Inside: How parents and teachers can teach kids the difference between tattling vs telling and why they need to know the difference.
When I was young, I worked at a florist for a boss who would often leave me to go to a bar for lunch.
One day as we closed up, she got in her car. But then I remembered she had mentioned to me earlier she was picking up her kids after work.
As we pulled out of the parking lot in separate cars, she started swerving. She went around cars that were stopped to bypass them.
And that’s when I did it.
I called 911.
She was driving under the influence, endangering all of us and was headed to pick up young children to drive them.
I couldn’t not call 911.
Was it the adult version of tattle tailing? Was I simply not minding my own business?
No, of course not.
She was putting other people in danger, including young children.
Our young kids face similar kid-version situations where they have to decide if they should tell or if they shouldn’t tell almost daily.
And for them, it feels that intense, that life or death.
But here’s what they have to know first.
There’s a crucial difference between tattle tailing and telling.
And our kids have to know it so they stay safe and help keep other kids safe.
And they don’t focus on trying to get people in trouble.
What is the Difference Between Tattling and Telling?
When my kids were in preschool, the big focus was on right from wrong.
Following directions and rules and not hitting or biting.
But as kids learn right from wrong, they’re also super worried about what everyone else is doing around them.
And they’re super quick to announce when others are doing something wrong.
So a common response teachers and parents often say is, “don’t tattletale.”
But our kids often don’t know the difference between tattling and telling.
So we have to help them understand the difference.
When my kids were young, I didn’t want them tattling to me.
I don’t need to know that their brother stuck his tongue out or that Jenny called them a “meanie” or their sister snuck a cookie.
But, on the flip side, I do need them to know when to come to me.
When to come to get help.
So when my kids come to me ready to report someone’s grievous or annoying behavior, I pause them and ask them two questions:
- Is someone hurt?
2. Is someone going to get hurt?
If someone is hurt or going to get hurt, that’s telling.
Kids need to come to get an adult if someone is doing something dangerous or needs immediate adult intervention.
But tattling is different. And it has a different motive.
Tattling is about getting someone in trouble.
Telling keeps people safe.
How to help kids not tattle:
In order for our kids to not want to come to us to tattle on their siblings or their friends, we have to teach them when they shouldn’t come to us.
And if we give kids the words they need so they can self-advocate, they will need to come to us even less.
- That makes me frustrated. Please don’t do it again.
- No. I don’t like that.
- Can I have my toy back? You can have a turn when you’re done with it.
- I don’t like it and you need to stop.
- Don’t grab/take my things.
This, of course, takes practice.
But when we empower our kids to stand up for themselves in a respectful and kind, but firm way, they will be able to be more independent in the future.
As adults, we also have to “ignore” the tattle.

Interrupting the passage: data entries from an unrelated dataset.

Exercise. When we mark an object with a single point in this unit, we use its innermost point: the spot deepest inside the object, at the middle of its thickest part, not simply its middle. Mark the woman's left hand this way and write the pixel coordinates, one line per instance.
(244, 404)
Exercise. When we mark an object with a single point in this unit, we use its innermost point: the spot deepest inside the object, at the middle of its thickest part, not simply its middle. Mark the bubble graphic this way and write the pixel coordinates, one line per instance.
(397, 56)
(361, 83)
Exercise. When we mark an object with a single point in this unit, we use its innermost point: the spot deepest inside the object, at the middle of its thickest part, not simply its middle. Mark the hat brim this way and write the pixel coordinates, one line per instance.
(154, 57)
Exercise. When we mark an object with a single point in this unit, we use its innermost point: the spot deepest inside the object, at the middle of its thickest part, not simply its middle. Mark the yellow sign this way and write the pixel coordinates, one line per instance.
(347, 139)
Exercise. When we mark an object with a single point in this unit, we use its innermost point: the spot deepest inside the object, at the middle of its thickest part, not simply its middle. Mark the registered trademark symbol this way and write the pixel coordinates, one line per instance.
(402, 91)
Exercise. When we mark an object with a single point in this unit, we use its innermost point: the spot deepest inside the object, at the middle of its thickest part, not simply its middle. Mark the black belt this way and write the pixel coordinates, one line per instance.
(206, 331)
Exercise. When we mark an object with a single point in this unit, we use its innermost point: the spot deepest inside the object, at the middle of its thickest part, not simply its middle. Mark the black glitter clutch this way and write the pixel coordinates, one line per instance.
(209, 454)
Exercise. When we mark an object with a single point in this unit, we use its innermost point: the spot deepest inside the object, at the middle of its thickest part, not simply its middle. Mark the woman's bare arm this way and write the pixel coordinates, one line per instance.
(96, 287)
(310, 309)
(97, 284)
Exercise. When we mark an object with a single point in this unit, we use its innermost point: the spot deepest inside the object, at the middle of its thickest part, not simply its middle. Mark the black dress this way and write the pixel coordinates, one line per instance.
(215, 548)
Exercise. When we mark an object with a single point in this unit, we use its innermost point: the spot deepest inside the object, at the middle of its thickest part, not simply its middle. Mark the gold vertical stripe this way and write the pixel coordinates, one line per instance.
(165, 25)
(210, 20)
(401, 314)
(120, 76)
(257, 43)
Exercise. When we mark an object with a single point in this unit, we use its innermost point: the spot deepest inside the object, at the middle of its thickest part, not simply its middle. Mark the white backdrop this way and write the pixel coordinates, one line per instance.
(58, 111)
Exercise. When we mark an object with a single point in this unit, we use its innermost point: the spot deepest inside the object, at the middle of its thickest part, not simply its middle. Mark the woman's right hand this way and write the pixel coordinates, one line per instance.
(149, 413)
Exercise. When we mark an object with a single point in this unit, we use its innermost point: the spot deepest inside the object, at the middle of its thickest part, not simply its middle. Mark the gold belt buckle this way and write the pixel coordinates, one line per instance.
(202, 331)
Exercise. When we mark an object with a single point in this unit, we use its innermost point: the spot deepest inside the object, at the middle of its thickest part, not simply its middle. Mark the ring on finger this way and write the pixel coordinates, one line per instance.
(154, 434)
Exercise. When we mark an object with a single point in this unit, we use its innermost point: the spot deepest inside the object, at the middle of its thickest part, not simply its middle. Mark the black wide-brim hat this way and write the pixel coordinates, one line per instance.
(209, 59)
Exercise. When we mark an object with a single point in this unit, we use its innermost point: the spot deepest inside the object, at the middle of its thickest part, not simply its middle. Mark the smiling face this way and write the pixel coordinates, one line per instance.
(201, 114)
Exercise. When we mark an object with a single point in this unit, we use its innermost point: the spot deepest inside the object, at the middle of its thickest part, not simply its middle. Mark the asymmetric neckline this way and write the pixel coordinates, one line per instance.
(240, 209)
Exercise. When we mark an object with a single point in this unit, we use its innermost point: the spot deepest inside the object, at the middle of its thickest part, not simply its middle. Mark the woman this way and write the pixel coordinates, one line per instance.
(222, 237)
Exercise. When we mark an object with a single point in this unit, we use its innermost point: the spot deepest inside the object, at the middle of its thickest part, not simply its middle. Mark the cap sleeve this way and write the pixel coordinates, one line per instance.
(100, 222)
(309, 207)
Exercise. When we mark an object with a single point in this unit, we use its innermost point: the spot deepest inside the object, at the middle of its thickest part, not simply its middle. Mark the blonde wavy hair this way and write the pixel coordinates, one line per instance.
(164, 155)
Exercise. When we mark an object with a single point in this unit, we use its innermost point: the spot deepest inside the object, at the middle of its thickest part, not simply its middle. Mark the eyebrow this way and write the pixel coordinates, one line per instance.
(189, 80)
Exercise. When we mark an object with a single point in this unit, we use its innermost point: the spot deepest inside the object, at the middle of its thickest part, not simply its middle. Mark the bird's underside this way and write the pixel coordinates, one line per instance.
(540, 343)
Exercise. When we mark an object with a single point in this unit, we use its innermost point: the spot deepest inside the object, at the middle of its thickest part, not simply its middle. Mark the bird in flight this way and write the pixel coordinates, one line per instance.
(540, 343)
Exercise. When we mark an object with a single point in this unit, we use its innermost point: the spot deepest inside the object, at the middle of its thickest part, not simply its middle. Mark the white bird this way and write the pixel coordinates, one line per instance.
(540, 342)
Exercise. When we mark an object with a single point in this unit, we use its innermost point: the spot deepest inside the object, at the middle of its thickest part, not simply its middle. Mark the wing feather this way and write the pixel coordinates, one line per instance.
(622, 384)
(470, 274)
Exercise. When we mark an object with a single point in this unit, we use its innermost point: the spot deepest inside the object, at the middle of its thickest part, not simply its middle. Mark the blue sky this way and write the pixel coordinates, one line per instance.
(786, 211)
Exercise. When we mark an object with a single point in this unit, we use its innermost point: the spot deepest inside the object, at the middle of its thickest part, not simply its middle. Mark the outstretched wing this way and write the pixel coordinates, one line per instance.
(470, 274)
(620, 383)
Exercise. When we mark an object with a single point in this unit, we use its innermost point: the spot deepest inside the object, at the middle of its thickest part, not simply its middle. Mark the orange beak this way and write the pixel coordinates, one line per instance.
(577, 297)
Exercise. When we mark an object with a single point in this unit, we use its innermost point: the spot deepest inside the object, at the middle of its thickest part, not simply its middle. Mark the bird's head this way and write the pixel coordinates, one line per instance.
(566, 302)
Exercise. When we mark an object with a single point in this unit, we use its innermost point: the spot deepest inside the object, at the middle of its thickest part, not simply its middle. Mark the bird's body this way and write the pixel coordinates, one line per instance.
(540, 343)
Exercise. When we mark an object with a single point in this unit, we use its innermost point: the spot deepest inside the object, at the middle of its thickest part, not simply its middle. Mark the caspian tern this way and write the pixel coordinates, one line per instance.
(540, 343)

If we can’t stop them before they tattle, and the person isn’t about to get hurt but is clearly breaking a family rule, we can’t follow through with the normal consequences.
We can’t “reward” the tattling.
We have to instead say, “that’s against our family rules. Will you please remind them of that or you can walk away or you can ignore it?”

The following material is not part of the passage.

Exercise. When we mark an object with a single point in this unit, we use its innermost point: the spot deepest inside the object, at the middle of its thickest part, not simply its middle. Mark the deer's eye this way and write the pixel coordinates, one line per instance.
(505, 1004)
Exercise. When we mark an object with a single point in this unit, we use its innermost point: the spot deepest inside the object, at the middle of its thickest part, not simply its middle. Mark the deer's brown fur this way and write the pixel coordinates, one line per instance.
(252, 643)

We don’t want to inadvertently pit our kids against each other to rat on each other or turn each other in.
If we’re building positive sibling relationships, we have to discourage tattling.

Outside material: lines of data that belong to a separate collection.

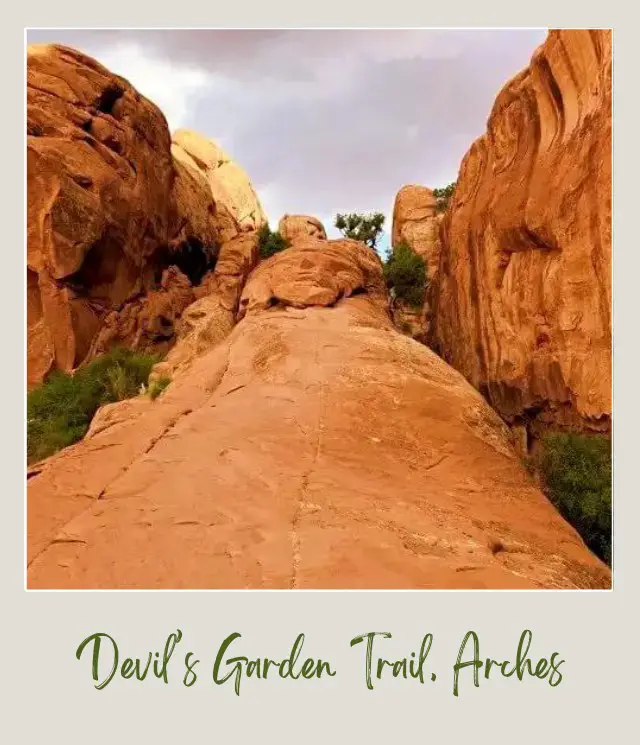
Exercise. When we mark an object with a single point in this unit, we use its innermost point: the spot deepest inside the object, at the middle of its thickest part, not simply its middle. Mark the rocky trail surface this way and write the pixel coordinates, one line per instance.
(303, 441)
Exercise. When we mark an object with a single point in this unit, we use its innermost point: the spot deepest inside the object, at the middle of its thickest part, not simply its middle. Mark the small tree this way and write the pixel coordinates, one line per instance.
(443, 196)
(270, 243)
(406, 273)
(361, 227)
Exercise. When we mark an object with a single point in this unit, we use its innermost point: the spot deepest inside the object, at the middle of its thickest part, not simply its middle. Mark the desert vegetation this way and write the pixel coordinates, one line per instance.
(361, 227)
(270, 242)
(575, 471)
(406, 274)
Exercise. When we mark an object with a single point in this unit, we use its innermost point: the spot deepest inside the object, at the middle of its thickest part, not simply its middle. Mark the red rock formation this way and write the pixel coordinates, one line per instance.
(416, 222)
(315, 447)
(291, 227)
(523, 296)
(108, 208)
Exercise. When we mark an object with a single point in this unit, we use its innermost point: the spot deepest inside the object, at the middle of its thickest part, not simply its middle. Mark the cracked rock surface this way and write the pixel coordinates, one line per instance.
(313, 447)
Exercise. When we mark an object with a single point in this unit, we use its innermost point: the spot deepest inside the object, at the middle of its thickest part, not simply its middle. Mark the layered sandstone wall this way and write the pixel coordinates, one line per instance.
(416, 223)
(522, 302)
(314, 447)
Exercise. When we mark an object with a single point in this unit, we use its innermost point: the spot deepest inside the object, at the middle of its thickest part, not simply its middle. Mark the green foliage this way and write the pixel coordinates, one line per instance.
(157, 386)
(443, 196)
(576, 474)
(360, 227)
(406, 273)
(60, 410)
(270, 243)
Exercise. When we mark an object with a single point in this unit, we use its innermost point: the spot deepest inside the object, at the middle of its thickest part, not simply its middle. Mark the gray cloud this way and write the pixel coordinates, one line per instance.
(323, 121)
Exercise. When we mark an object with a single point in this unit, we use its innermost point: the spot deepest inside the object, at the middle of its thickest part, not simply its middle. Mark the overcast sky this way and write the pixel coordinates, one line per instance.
(322, 121)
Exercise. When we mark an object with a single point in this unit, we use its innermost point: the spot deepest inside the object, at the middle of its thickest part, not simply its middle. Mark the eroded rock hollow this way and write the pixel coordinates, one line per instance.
(522, 297)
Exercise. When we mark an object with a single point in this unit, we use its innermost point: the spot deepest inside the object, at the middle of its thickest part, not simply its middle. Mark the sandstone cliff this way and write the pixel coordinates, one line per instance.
(119, 231)
(293, 227)
(416, 222)
(313, 447)
(229, 184)
(522, 300)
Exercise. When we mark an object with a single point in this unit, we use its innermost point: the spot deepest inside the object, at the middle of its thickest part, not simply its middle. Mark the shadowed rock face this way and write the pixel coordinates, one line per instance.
(108, 208)
(314, 447)
(523, 295)
(229, 184)
(416, 222)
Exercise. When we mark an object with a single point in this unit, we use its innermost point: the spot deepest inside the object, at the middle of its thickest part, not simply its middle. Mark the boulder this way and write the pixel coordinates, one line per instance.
(228, 182)
(314, 447)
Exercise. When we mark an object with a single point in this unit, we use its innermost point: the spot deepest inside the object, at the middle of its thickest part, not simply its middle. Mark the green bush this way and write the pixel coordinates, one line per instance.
(270, 243)
(157, 386)
(360, 227)
(576, 475)
(60, 410)
(406, 273)
(443, 196)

Why we have to let kids tell:
We want our kids to come to us.
We want them to know they can tell us anything and we will help them.
We are their safe space.
And we have to teach this to them when the stakes are low…when they’re dealing with stealing toys and knocking over block towers and drawing on the walls.
We have to help them when siblings hit and when playmates are too aggressive or encouraging them to do dangerous things like climb up a fence.
Because when our kids are older and become tweens and teens and deal with cyberbullying or sexual situations or drugs and alcohol, they have to know we’re their safe place.
That we will listen to them and help them come up with a solution that makes sense.
And since our kids will deal with unkind people in the world, we have to give them strategies on how to deal with those kids.
And if our kids know how to speak up and stand up for themselves and their friends, and then still need help, they’ll know it’s okay to ask for it.
Because we’ll be there.
And we’ll problem solve and figure out how to stop it, get past it, get over it, or get around it.
Because we’re on their team. We’re on their side.
As long as they’re not tattling about their brother sticking out his tongue.